Como no eres uno de esos comecuras, -como los que, por ejemplo, comentaban en los diarios de extrema izquierda donde resaltaban esas declaraciones, y que tachaban a la santa de perra sarnosa para abajo-, voy a dar el sentido cristiano de esas expresiones tan curiosas.
La santa, se tiró cuarenta años, día tras día, limpiando pus, mierda, y excrecencias varias de decenas de miles de muertos en vida, que hasta su llegada morían, esos sí, como si fueran perros sarnosos, abandonados por todos, y en mitad de la calle.
Solo por ese curriculum podría suponersele un algo de buena voluntad; cualquiera de nosotros, por ejemplo, que no somos Hitler, seríamos incapaces de estar ni un solo día haciendo lo que ella hizo toda su vida.
En la teología católica el sufrimiento que no se puede evitar, tiene, si se une a la Cruz, un sentido salvífico.
Se dice tras la confesión: «La pasión de nuestro Señor Jesucristo, la intercesión de la bienaventurada Virgen María y de todos los Santos, el bien que hagas y el mal que puedas sufrir, te sirvan como remedio de tus pecados, aumento de gracia y premio de vida eterna»
El bien que hagas y el mal que puedas sufrir. Hacer el bien a los demás, y cuando llegue el sufrimiento, y no se pueda evitar, unirlo a la Cruz.
Te gustará más o menos, pero ese es el sentido de esas declaraciones.
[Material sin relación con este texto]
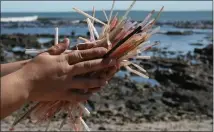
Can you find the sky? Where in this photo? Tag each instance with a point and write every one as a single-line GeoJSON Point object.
{"type": "Point", "coordinates": [64, 6]}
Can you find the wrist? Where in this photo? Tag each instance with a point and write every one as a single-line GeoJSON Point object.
{"type": "Point", "coordinates": [23, 83]}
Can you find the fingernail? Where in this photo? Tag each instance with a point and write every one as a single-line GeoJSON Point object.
{"type": "Point", "coordinates": [109, 61]}
{"type": "Point", "coordinates": [104, 83]}
{"type": "Point", "coordinates": [66, 40]}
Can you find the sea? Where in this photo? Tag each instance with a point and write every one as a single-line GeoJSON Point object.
{"type": "Point", "coordinates": [135, 15]}
{"type": "Point", "coordinates": [173, 45]}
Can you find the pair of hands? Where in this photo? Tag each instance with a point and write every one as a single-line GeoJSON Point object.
{"type": "Point", "coordinates": [54, 75]}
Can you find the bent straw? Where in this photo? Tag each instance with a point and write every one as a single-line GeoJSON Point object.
{"type": "Point", "coordinates": [110, 15]}
{"type": "Point", "coordinates": [56, 36]}
{"type": "Point", "coordinates": [105, 15]}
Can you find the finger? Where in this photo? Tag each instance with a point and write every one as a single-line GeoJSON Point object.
{"type": "Point", "coordinates": [83, 83]}
{"type": "Point", "coordinates": [94, 90]}
{"type": "Point", "coordinates": [83, 55]}
{"type": "Point", "coordinates": [83, 46]}
{"type": "Point", "coordinates": [73, 96]}
{"type": "Point", "coordinates": [88, 46]}
{"type": "Point", "coordinates": [59, 48]}
{"type": "Point", "coordinates": [92, 65]}
{"type": "Point", "coordinates": [108, 73]}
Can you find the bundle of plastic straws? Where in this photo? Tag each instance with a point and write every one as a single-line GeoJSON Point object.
{"type": "Point", "coordinates": [124, 39]}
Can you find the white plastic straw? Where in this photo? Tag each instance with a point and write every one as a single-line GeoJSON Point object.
{"type": "Point", "coordinates": [56, 36]}
{"type": "Point", "coordinates": [84, 124]}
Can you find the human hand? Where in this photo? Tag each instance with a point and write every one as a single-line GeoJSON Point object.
{"type": "Point", "coordinates": [52, 77]}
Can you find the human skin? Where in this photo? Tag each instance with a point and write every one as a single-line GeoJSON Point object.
{"type": "Point", "coordinates": [52, 77]}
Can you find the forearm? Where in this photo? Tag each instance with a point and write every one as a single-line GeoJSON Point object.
{"type": "Point", "coordinates": [12, 67]}
{"type": "Point", "coordinates": [14, 93]}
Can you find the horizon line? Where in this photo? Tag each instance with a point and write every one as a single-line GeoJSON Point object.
{"type": "Point", "coordinates": [97, 10]}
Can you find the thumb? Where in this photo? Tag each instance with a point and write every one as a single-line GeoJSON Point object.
{"type": "Point", "coordinates": [59, 48]}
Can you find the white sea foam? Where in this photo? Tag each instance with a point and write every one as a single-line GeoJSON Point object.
{"type": "Point", "coordinates": [19, 19]}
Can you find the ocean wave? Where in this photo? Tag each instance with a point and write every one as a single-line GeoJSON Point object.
{"type": "Point", "coordinates": [20, 19]}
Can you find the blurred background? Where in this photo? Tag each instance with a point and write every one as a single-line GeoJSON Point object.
{"type": "Point", "coordinates": [179, 93]}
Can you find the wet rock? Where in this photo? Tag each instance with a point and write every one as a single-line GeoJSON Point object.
{"type": "Point", "coordinates": [196, 44]}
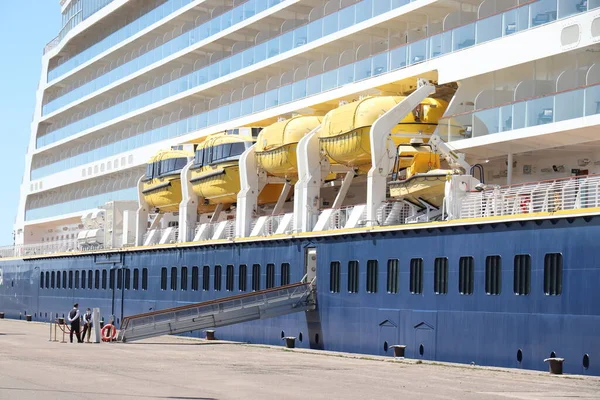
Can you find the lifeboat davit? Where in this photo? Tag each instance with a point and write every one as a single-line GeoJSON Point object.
{"type": "Point", "coordinates": [162, 182]}
{"type": "Point", "coordinates": [276, 145]}
{"type": "Point", "coordinates": [345, 134]}
{"type": "Point", "coordinates": [215, 174]}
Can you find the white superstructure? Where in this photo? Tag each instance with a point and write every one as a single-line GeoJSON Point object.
{"type": "Point", "coordinates": [126, 78]}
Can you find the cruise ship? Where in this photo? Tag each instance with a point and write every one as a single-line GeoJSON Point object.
{"type": "Point", "coordinates": [359, 175]}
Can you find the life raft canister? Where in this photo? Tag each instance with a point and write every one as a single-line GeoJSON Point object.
{"type": "Point", "coordinates": [109, 333]}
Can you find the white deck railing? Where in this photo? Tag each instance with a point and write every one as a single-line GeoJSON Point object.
{"type": "Point", "coordinates": [546, 196]}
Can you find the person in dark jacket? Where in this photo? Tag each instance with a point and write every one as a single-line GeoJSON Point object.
{"type": "Point", "coordinates": [75, 324]}
{"type": "Point", "coordinates": [87, 325]}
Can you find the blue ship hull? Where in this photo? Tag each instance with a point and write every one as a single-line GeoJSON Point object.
{"type": "Point", "coordinates": [480, 328]}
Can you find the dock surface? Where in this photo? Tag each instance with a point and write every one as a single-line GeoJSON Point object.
{"type": "Point", "coordinates": [32, 367]}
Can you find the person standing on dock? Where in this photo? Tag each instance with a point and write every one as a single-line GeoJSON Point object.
{"type": "Point", "coordinates": [75, 324]}
{"type": "Point", "coordinates": [87, 325]}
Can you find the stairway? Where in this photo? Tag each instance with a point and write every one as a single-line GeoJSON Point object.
{"type": "Point", "coordinates": [231, 310]}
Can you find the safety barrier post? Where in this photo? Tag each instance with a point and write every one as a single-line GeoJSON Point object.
{"type": "Point", "coordinates": [96, 324]}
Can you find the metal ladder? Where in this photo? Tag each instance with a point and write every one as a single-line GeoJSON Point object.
{"type": "Point", "coordinates": [231, 310]}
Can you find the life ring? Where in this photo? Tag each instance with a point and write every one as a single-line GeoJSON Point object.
{"type": "Point", "coordinates": [109, 333]}
{"type": "Point", "coordinates": [525, 201]}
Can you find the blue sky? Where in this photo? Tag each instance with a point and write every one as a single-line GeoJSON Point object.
{"type": "Point", "coordinates": [25, 28]}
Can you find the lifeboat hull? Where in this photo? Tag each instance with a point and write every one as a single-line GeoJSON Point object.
{"type": "Point", "coordinates": [163, 194]}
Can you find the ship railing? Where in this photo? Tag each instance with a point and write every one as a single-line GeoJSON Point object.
{"type": "Point", "coordinates": [268, 225]}
{"type": "Point", "coordinates": [545, 196]}
{"type": "Point", "coordinates": [394, 213]}
{"type": "Point", "coordinates": [341, 218]}
{"type": "Point", "coordinates": [215, 230]}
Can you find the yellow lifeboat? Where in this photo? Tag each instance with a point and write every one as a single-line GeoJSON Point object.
{"type": "Point", "coordinates": [215, 174]}
{"type": "Point", "coordinates": [422, 177]}
{"type": "Point", "coordinates": [276, 145]}
{"type": "Point", "coordinates": [345, 134]}
{"type": "Point", "coordinates": [162, 182]}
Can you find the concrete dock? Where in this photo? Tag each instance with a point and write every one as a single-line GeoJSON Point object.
{"type": "Point", "coordinates": [32, 367]}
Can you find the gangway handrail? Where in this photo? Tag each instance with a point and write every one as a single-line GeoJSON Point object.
{"type": "Point", "coordinates": [125, 320]}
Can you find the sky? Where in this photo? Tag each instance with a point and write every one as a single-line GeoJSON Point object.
{"type": "Point", "coordinates": [25, 28]}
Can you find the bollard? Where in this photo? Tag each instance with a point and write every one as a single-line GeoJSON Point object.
{"type": "Point", "coordinates": [290, 342]}
{"type": "Point", "coordinates": [399, 350]}
{"type": "Point", "coordinates": [555, 365]}
{"type": "Point", "coordinates": [210, 334]}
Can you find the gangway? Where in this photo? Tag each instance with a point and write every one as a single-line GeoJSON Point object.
{"type": "Point", "coordinates": [262, 304]}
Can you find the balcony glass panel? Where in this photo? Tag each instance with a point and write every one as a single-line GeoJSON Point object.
{"type": "Point", "coordinates": [513, 116]}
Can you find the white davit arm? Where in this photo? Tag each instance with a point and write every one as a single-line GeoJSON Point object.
{"type": "Point", "coordinates": [456, 160]}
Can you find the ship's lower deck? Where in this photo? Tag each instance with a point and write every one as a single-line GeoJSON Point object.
{"type": "Point", "coordinates": [505, 293]}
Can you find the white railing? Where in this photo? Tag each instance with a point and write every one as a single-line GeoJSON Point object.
{"type": "Point", "coordinates": [393, 213]}
{"type": "Point", "coordinates": [546, 196]}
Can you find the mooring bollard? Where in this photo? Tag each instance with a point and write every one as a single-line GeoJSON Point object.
{"type": "Point", "coordinates": [399, 350]}
{"type": "Point", "coordinates": [290, 342]}
{"type": "Point", "coordinates": [555, 365]}
{"type": "Point", "coordinates": [210, 334]}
Y en cuanto a los que sí son comecuras, es decir, la inmensa mayoría de la izquierda española, y de la vasca, simplemente odian a la Madre Teresa de Calcuta porque es católica no progre, y porque luchó contra el aborto.
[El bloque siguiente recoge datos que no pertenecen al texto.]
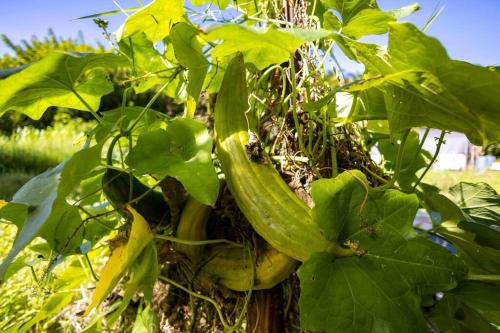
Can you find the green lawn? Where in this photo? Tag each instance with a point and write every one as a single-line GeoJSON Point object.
{"type": "Point", "coordinates": [446, 179]}
{"type": "Point", "coordinates": [30, 151]}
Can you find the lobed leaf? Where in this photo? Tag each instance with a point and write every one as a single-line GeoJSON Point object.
{"type": "Point", "coordinates": [60, 79]}
{"type": "Point", "coordinates": [182, 151]}
{"type": "Point", "coordinates": [381, 289]}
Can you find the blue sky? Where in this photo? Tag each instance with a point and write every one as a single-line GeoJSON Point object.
{"type": "Point", "coordinates": [470, 30]}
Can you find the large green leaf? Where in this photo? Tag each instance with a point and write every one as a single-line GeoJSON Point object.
{"type": "Point", "coordinates": [60, 79]}
{"type": "Point", "coordinates": [155, 20]}
{"type": "Point", "coordinates": [381, 289]}
{"type": "Point", "coordinates": [452, 315]}
{"type": "Point", "coordinates": [121, 118]}
{"type": "Point", "coordinates": [481, 296]}
{"type": "Point", "coordinates": [446, 94]}
{"type": "Point", "coordinates": [350, 8]}
{"type": "Point", "coordinates": [478, 245]}
{"type": "Point", "coordinates": [182, 151]}
{"type": "Point", "coordinates": [361, 17]}
{"type": "Point", "coordinates": [49, 215]}
{"type": "Point", "coordinates": [39, 195]}
{"type": "Point", "coordinates": [260, 46]}
{"type": "Point", "coordinates": [479, 200]}
{"type": "Point", "coordinates": [482, 260]}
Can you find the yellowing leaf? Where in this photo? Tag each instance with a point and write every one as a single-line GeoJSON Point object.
{"type": "Point", "coordinates": [121, 258]}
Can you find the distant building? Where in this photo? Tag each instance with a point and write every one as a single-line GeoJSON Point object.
{"type": "Point", "coordinates": [457, 153]}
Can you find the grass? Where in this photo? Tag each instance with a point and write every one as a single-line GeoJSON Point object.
{"type": "Point", "coordinates": [30, 151]}
{"type": "Point", "coordinates": [446, 179]}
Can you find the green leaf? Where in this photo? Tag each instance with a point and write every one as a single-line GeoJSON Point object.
{"type": "Point", "coordinates": [368, 22]}
{"type": "Point", "coordinates": [49, 215]}
{"type": "Point", "coordinates": [78, 168]}
{"type": "Point", "coordinates": [222, 4]}
{"type": "Point", "coordinates": [348, 191]}
{"type": "Point", "coordinates": [189, 54]}
{"type": "Point", "coordinates": [481, 260]}
{"type": "Point", "coordinates": [260, 46]}
{"type": "Point", "coordinates": [146, 321]}
{"type": "Point", "coordinates": [39, 195]}
{"type": "Point", "coordinates": [14, 213]}
{"type": "Point", "coordinates": [182, 151]}
{"type": "Point", "coordinates": [452, 315]}
{"type": "Point", "coordinates": [448, 94]}
{"type": "Point", "coordinates": [381, 289]}
{"type": "Point", "coordinates": [60, 79]}
{"type": "Point", "coordinates": [155, 20]}
{"type": "Point", "coordinates": [66, 284]}
{"type": "Point", "coordinates": [146, 60]}
{"type": "Point", "coordinates": [121, 118]}
{"type": "Point", "coordinates": [483, 297]}
{"type": "Point", "coordinates": [331, 22]}
{"type": "Point", "coordinates": [480, 201]}
{"type": "Point", "coordinates": [373, 21]}
{"type": "Point", "coordinates": [350, 8]}
{"type": "Point", "coordinates": [356, 295]}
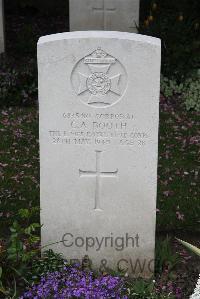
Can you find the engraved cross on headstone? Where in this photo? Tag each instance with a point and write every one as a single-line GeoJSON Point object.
{"type": "Point", "coordinates": [104, 10]}
{"type": "Point", "coordinates": [97, 174]}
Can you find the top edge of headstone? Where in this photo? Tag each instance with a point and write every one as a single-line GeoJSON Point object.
{"type": "Point", "coordinates": [99, 34]}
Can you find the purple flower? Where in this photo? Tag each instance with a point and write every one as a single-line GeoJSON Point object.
{"type": "Point", "coordinates": [72, 282]}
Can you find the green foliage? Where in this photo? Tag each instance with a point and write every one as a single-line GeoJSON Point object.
{"type": "Point", "coordinates": [177, 23]}
{"type": "Point", "coordinates": [166, 259]}
{"type": "Point", "coordinates": [143, 289]}
{"type": "Point", "coordinates": [190, 247]}
{"type": "Point", "coordinates": [189, 91]}
{"type": "Point", "coordinates": [191, 94]}
{"type": "Point", "coordinates": [18, 86]}
{"type": "Point", "coordinates": [18, 252]}
{"type": "Point", "coordinates": [49, 262]}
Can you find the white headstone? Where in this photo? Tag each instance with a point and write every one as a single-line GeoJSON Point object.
{"type": "Point", "coordinates": [114, 15]}
{"type": "Point", "coordinates": [99, 113]}
{"type": "Point", "coordinates": [2, 46]}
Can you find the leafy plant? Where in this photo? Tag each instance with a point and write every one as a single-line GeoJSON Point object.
{"type": "Point", "coordinates": [188, 90]}
{"type": "Point", "coordinates": [145, 289]}
{"type": "Point", "coordinates": [177, 23]}
{"type": "Point", "coordinates": [191, 93]}
{"type": "Point", "coordinates": [190, 247]}
{"type": "Point", "coordinates": [18, 251]}
{"type": "Point", "coordinates": [49, 262]}
{"type": "Point", "coordinates": [166, 259]}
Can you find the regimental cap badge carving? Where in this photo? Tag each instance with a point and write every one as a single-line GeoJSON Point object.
{"type": "Point", "coordinates": [99, 79]}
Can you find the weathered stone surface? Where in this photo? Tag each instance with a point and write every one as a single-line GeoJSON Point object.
{"type": "Point", "coordinates": [113, 15]}
{"type": "Point", "coordinates": [99, 110]}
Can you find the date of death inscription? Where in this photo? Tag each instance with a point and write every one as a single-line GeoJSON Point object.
{"type": "Point", "coordinates": [98, 129]}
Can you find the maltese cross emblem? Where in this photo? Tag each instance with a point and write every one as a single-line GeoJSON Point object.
{"type": "Point", "coordinates": [98, 79]}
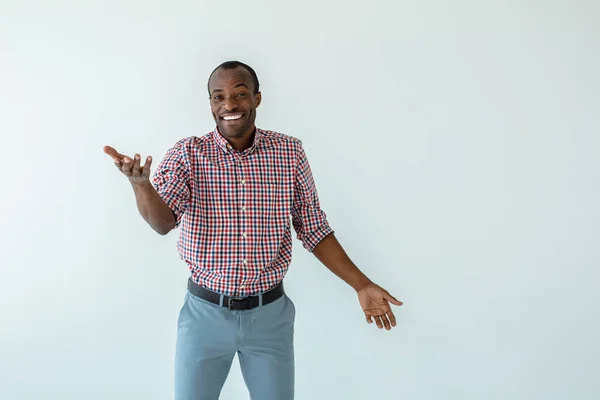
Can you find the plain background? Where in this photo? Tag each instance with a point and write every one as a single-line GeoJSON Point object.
{"type": "Point", "coordinates": [454, 145]}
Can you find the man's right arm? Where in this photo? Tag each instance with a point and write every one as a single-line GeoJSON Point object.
{"type": "Point", "coordinates": [151, 206]}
Nosotros, que no somos Hitler, que somos demócratas y vivimos en una sociedad que aspira a la igualdad, cuidamos los unos de los otros mediante un instrumento llamado «sociedad» al cual tenemos que «vender» nuestro esfuerzo profesional para poder «comprar», los medios, servicios o materiales que, dado el caso, necesitemos para nuestra supervivencia y bienestar.
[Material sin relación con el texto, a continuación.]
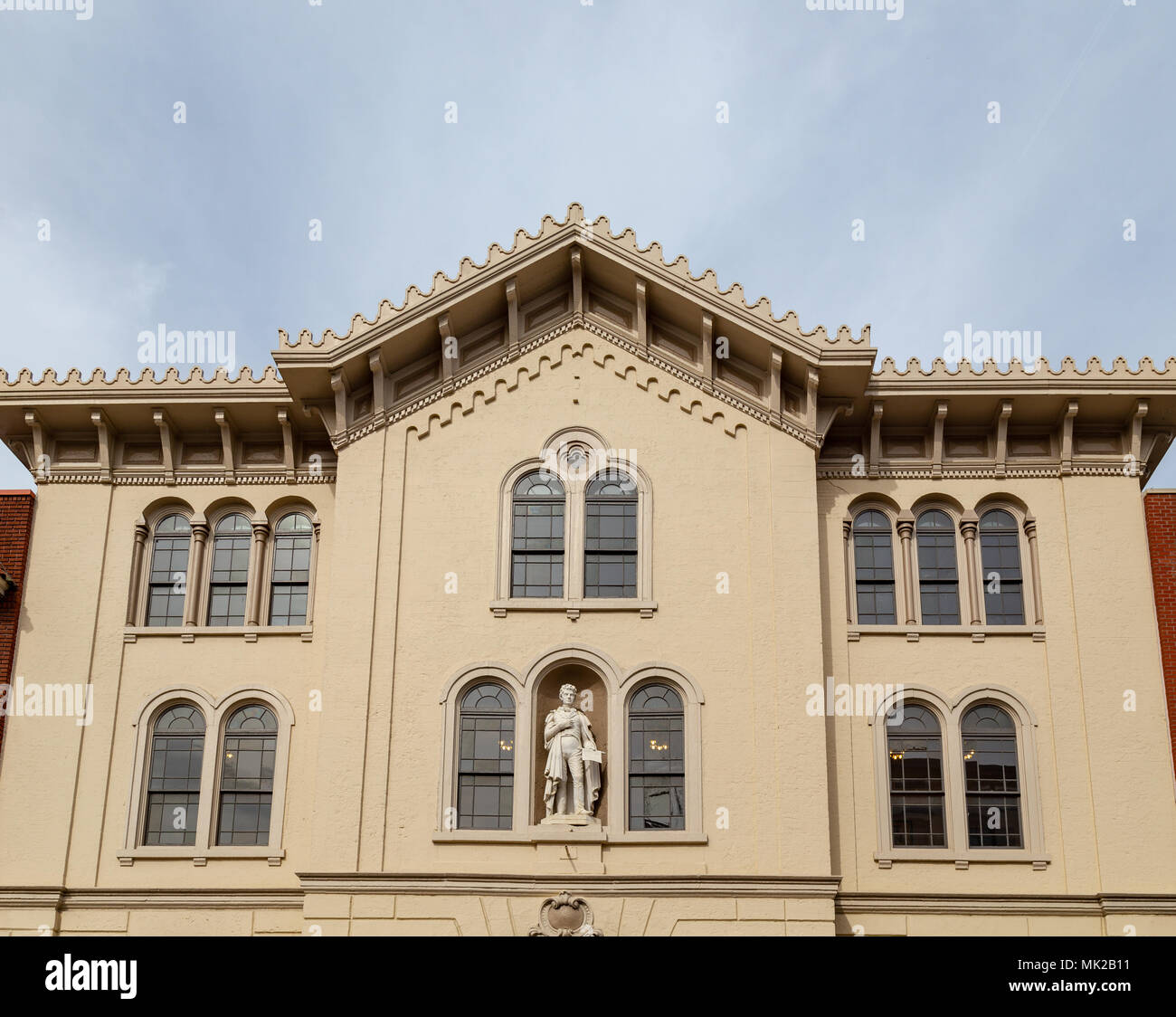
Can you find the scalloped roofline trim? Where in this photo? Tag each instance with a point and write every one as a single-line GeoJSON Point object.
{"type": "Point", "coordinates": [1067, 368]}
{"type": "Point", "coordinates": [600, 233]}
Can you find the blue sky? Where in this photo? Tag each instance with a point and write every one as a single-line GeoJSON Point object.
{"type": "Point", "coordinates": [337, 113]}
El gasto en sanidad pública española se «recortó» en 8.500 millones entre 2009 y 2015, mientras que el gasto sanitario privado no deja de crecer, es decir, más desigualdad, más pus y excrecencias.
No necesitamos gente enamorada de la pobreza, necesitamos gente enamorda de la igualdad. No necesitamos llevar a los altares sólo a unos pocos iconos del merchandising católico.
Miles de trabajadoras en dependencia y sanidad trabajan limpiando pus, mierda y excrecencias por un sueldo que no les daría para pagar una operación o tratamiento adecuado a tiempo en el caso de que ellas o sus familiares lo necesitaran. Otros pocos, como la señora Agnes Gonxha, sí se lo pueden permitir y suelen acudir a clínicas privadas donde, pago mediante, reciben asistencia y tratamiento; clínicas en las cuales se puede ver ese crucifijo al que «hay que unir el sufrimiento que no se puede evitar».
Lo que trata en realidad la Iglesia Católica es santificar (ejemplarizar?) esa admisión del sufrimiento como inevitable y la correspondiente sumisión ante la injusticia que ello conlleva. Ese sentimiento salvífico ante el sufrimiento inevitable (¿por quien?) viene muy bien para los que lo han provocado. Se sienten salvados.
Sí, evidentemente, es mejor atender al necesitado que no atenderlo, pero mejor es no provocar esa necesidad, evitarla. Y mejor todavía sería luchar con todo el poder que sea necesario, que la Iglesia tiene mucho, contra el causante de ese supuesto inevitable sufrimiento, en vez de estar de su parte. Eso sería salvífico para muchas más personas, que además, serían más felices en este mundo, también de Dios.